# Bayesian Analysis of Math Exam Scores

## Problem Statement

You are provided with a dataset of math exam scores from Estonian primary schools. Your task is to build a Bayesian model to better understand the factors that influence exam performance.

## Data Description

The dataset includes the following variables:
- `year`: The year of the exam (2016-2023)
- `county`: The county where the student took the exam
- `domestic_background`: Whether the student is Estonian or Russian
- `gender`: Student's gender (Male/Female)
- `avg_grade`: The student's average grade (from 1 to 5, continuous)
- `exam_score`: The exam score (0-50 points)

## Your Task

1. Load and explore the data to understand its structure. 
2. Perform exploratory data analysis to investigate the relationships between variables. 
3. Create a DAG that represents the causal relationships between variables based on your domain knowledge. This DAG will help inform the structure of your Bayesian model, the choice of priors, and the conditional dependencies.
4. Based on the DAG, build a Bayesian model to analyze the following relationships:
   - How does the county influence exam scores?
   - What is the impact of domestic background (Estonian vs Russian) on exam performance?
   - Are there gender differences in exam scores?
   - How have exam scores evolved over time across different years (2016–2023)?
5. Visualize and interpret your results. Specifically, try to answer the following questions:
   - What is the posterior probability of getting a >=45 `exam_score` if `avg_grade` before taking the exam is less than 2.5?
   - What is the posterior distribution of the difference in exam performance between students of Estonian and Russian domestic backgrounds?
   - How has the posterior distribution of exam performance changed over the years (2016-2023)?
   - What is the posterior distribution of the relationship between `avg_grade` and `exam_score` across different counties?
   - What are the posterior distributions of gender differences in exam performance across counties?
   - What is the posterior probability that a student with an `avg_grade` of 4.5 will score at least 40 points?


#### From Margus & Tarmo:
*If you want to build a good model, draw the causal graph and then really plot the relationships -- as they are not simple here. But you should start with the simple linear model and then just go down the rabbit hole and see how deep it goes.
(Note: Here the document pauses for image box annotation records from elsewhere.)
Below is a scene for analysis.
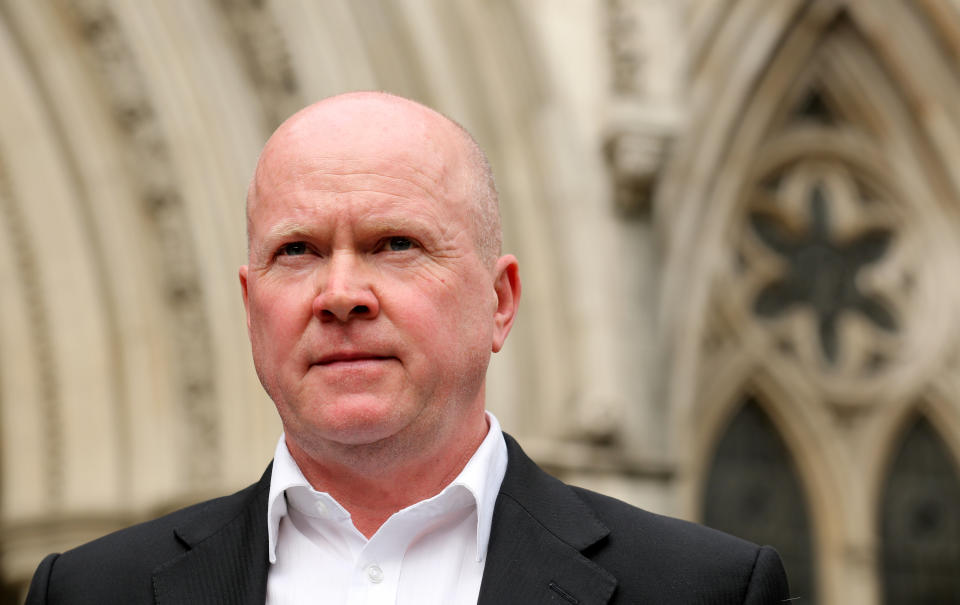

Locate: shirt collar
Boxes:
[267,412,507,563]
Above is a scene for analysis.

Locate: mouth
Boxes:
[313,352,395,366]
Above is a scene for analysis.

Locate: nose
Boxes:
[313,252,380,323]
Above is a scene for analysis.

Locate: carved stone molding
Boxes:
[60,0,219,485]
[0,158,64,500]
[217,0,303,132]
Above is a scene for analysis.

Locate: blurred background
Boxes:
[0,0,960,605]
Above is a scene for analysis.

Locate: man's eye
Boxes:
[277,242,307,256]
[385,236,414,252]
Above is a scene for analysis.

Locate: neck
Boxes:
[287,409,489,538]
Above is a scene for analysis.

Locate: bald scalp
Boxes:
[246,92,502,267]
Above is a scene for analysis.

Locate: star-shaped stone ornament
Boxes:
[750,185,897,365]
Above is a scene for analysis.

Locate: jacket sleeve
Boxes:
[743,546,790,605]
[24,554,60,605]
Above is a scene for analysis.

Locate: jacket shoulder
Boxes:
[570,486,789,603]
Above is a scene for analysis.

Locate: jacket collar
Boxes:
[153,433,617,605]
[478,435,617,605]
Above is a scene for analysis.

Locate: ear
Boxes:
[240,265,250,333]
[492,254,521,353]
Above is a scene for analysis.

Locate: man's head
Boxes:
[240,93,520,464]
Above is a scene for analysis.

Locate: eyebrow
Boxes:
[257,217,433,254]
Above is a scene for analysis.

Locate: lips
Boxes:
[313,351,395,366]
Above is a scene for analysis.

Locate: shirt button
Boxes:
[367,565,383,584]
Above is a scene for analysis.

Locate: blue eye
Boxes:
[387,236,413,252]
[277,242,307,256]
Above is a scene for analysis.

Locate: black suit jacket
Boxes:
[27,436,788,605]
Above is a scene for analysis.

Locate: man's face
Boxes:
[240,101,515,456]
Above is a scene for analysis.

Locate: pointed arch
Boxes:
[703,395,816,602]
[654,0,960,602]
[879,414,960,603]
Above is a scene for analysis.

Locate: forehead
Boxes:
[249,108,469,214]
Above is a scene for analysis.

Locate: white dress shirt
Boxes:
[258,412,507,605]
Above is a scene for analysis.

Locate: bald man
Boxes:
[27,93,788,605]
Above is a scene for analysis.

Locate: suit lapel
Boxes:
[153,468,270,605]
[478,435,617,605]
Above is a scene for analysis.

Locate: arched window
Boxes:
[703,398,816,603]
[880,416,960,605]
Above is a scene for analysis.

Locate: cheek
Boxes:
[250,291,310,362]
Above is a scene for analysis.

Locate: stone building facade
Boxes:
[0,0,960,605]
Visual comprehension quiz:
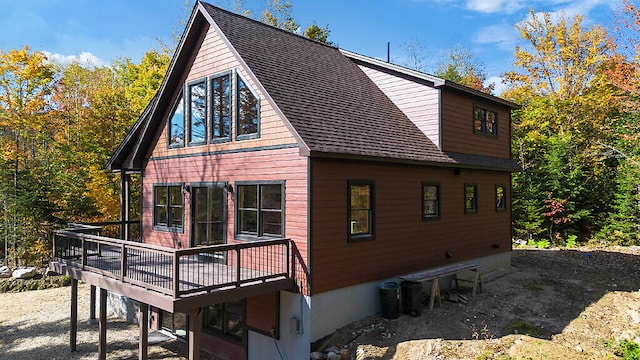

A keyword that might help is "Heteroskedacity".*

## Data Loading

In [None]:
import pandas as pd
import numpy as np
import pymc as pm
import arviz as az
import matplotlib.pyplot as plt
import seaborn as sns

# Load the data
data = pd.read_csv('math_exam_scores.csv', sep=";").sample(2000) # Work with a smaller dataset at first so that you don't have to wait 10 minutes every time you sample the model.

# Display first few rows
data.head()

## Hints
It might come handy to know that:
- The `exam_score` is a linear combination of the `primary influencing factor`, along with the `sigmoid` of linear combination of some `other factors`. There is no noise in the `sigmoid` function.
- The `sigmoid` is shifted down by 0.5 such that its range is (-0.5,0.5). Futhermore `sigmoid` is weigtened by `primary influencing factor`*(5-`primary influencing factor`) to reduce the influence of other factors at extreme values of exam scores (near 0 and 50).
- The `exam_score` is generated in such a way that its noise varies. The variance of the noise is smaller near the extreme values (0 and 50).

Good luck with your analysis!